William J. Moriarty, Jr., Dumas Moriarty, Rensselaer, for appellee-petitioner.
This is an appeal from a trial court's denial of a custodial parent's request for a transfer of jurisdiction pursuant to IC 31-2-7-1. We affirm.
Thomas F. Crowley (Thomas) and Mary Lynn Crowley (Mary) were married on May 18, 1968, and separated on July 12, 1981. On September 24, 1981, Thomas filed a petition for dissolution of marriage in the Jasper Circuit Court. He then moved for and was granted a change of venue from the county, and the action was transferred to the Benton Circuit Court. After a trial on February 16, 1982, the court issued a final decree of dissolution of marriage on August 9, 1982. The court divided the marital assets, awarded custody of the Crowley's six minor children to Mary, and required Thomas to pay support. Thomas was also granted visitation rights. Mary moved to South Bend, Indiana, with the children, and Thomas remained near Rensselaer, Indiana. By March, 1991, Thomas moved to Des Moines, Iowa.
From 1982 to 1991, the trial court entertained and ruled on several motions to modify support, visitation, and custody between Thomas, Mary, and their children. The trial court also found Mary in contempt of visitation orders on three separate occasions during that period of time.
On May 1, 1991, Mary filed a petition to transfer the proceedings to the St.
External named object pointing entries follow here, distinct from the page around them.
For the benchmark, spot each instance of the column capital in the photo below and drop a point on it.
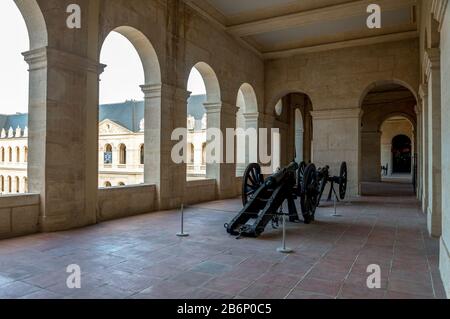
(43, 57)
(212, 107)
(159, 89)
(36, 59)
(251, 116)
(431, 61)
(418, 109)
(337, 114)
(423, 91)
(438, 8)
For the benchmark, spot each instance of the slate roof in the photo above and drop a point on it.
(128, 114)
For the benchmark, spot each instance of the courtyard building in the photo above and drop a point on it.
(98, 186)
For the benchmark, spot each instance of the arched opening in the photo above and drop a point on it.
(9, 183)
(294, 121)
(122, 154)
(388, 110)
(132, 71)
(107, 155)
(22, 27)
(142, 154)
(205, 98)
(25, 184)
(17, 180)
(246, 128)
(401, 155)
Joseph Circuit Court. She alleged that she had been living in South Bend with the children for over nine years and that because Thomas lived in Des Moines, Iowa with minimal, if any, contacts with Benton County, Indiana, the proceedings should be transferred to the South Bend area in St. Joseph County.
Mary's motion to transfer was heard on June 24, 1991. The trial court denied her petition on July 12, 1991 by way of the following order:
The Court, having considered said petition and being duly advised, now finds pursuant to I.C. 31-2-7-1 that even though the parties no longer reside in the county in which the dissolution was obtained, and the children reside with the custodial parent in another county, that it is not in the best interests of those children that the court order the proceedings pertaining to support transferred.
Therefore, pursuant to I.C. 31-2-7-1, in accordance with the discretion conferred, the court now denies the former wife's Petition to Transfer Proceedings to the St. Joseph Circuit Court.
(R. p. 246) As a result, Mary appeals.
Mary contends that the trial court had no basis in fact for denying her petition to transfer jurisdiction pursuant to IC 31-2-7-1, because, contrary to the trial court's finding, such a transfer was in the best interests of the children. We find Mary's claim to be unavailing.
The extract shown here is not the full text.